It’s fall, and that means college for millions of kids who have no idea why they’re going back to school even after The State has freed them from the educational industrial system (i.e. the little rooms ruled by the boring adults they were locked up in for twelve years). It also means the media will report out-of-context statistics about the value of college to fool people into wasting more time and money on a failing asset:
“Despite falling wages and rising tuition costs, the value of a college degree is still unquestionably high, a new report shows.
A college degree today is worth $272,692 in lifetime wages — more than three times its value in the 1980s ($80,000) and more than double its value in the 1970s ($120,000), researchers from the Federal Reserve Bank of New York found. At its highest point, in 2001, the net value of a college degree was $338,000, according to raw data from the report.
But the Great Recession, which brought widespread underemployment and record-breaking student loan debt for college graduates, has greatly slowed that growth spurt. The value of a college degree has fallen 11% since 2007.”
I grabbed the graph in the article:
Looks like a good deal, but… context. Net Present Value is great, if it is presented with other metrics like opportunity costs and return on investment (ROI).
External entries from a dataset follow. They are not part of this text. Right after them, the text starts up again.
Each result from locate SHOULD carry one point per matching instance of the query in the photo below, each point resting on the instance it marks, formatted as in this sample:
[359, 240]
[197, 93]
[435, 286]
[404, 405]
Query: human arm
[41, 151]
A quick Google search finds the following graph about the rising costs of college (and this graph is in agreement with hundreds of others based on universally accepted data):
As one can see, the costs of college are quickly approaching the NPV of a college education.
In 1980, you are getting a 6:1 return on investment with a college degree, but by 2006 you’re down to 2:1. And remember, NPV here is calculated for the lifetime of the graduate. Most investments that take fifty years to get the full return on investment are expected to do better than a simple doubling (this is a gross simplification of NPV and ROI, I know we’re not technically talking about a “doubling” of the investment, but there’s no reason to get too complicated here.)
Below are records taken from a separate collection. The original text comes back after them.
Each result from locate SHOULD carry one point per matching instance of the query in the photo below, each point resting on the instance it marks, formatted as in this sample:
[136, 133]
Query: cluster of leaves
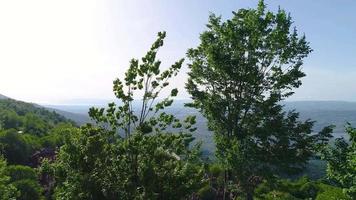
[239, 74]
[302, 188]
[127, 153]
[18, 182]
[341, 159]
[18, 147]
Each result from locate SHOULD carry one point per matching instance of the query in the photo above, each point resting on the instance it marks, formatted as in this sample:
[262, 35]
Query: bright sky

Since all resources have alternative uses, what if you took that 120,000 dollars and invested it in the world economy through something like Vanguard’s Global Equity Fund? It turns out you can expect a 9% annual return (assuming a lack of alien invasions or deadly meteors or other calamity) on that investment. This investment has a NPV of $322,000 assuming a 2.2% annual inflation rate. If you add four years of full time work at minimum wage to that number you get $386,000 dollars. So not going to college, getting a job, and investing the resources it would take to go to college and putting them in the market gets you a larger return than a college diploma. This is just an example, I obviously don’t have the clairvoyance to predict if the global economy will grow at such a rate. I present it only to point out what is missing from the article.
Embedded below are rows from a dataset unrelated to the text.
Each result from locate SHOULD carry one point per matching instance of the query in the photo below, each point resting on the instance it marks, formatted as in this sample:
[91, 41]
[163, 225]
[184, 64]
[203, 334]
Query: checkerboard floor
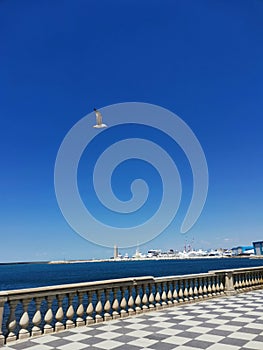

The value of a college diploma is going down while the costs are going up in a flailing national economy that has a ridiculously high underemployment rate. Borrowing to pay for college is considered a wise move by most of the people talking to these kids. Someone needs to present an opposing view so they understand the risks. In my view, college students are heading towards a cliff. And the rest of us, especially our media, need to get serious about the problem.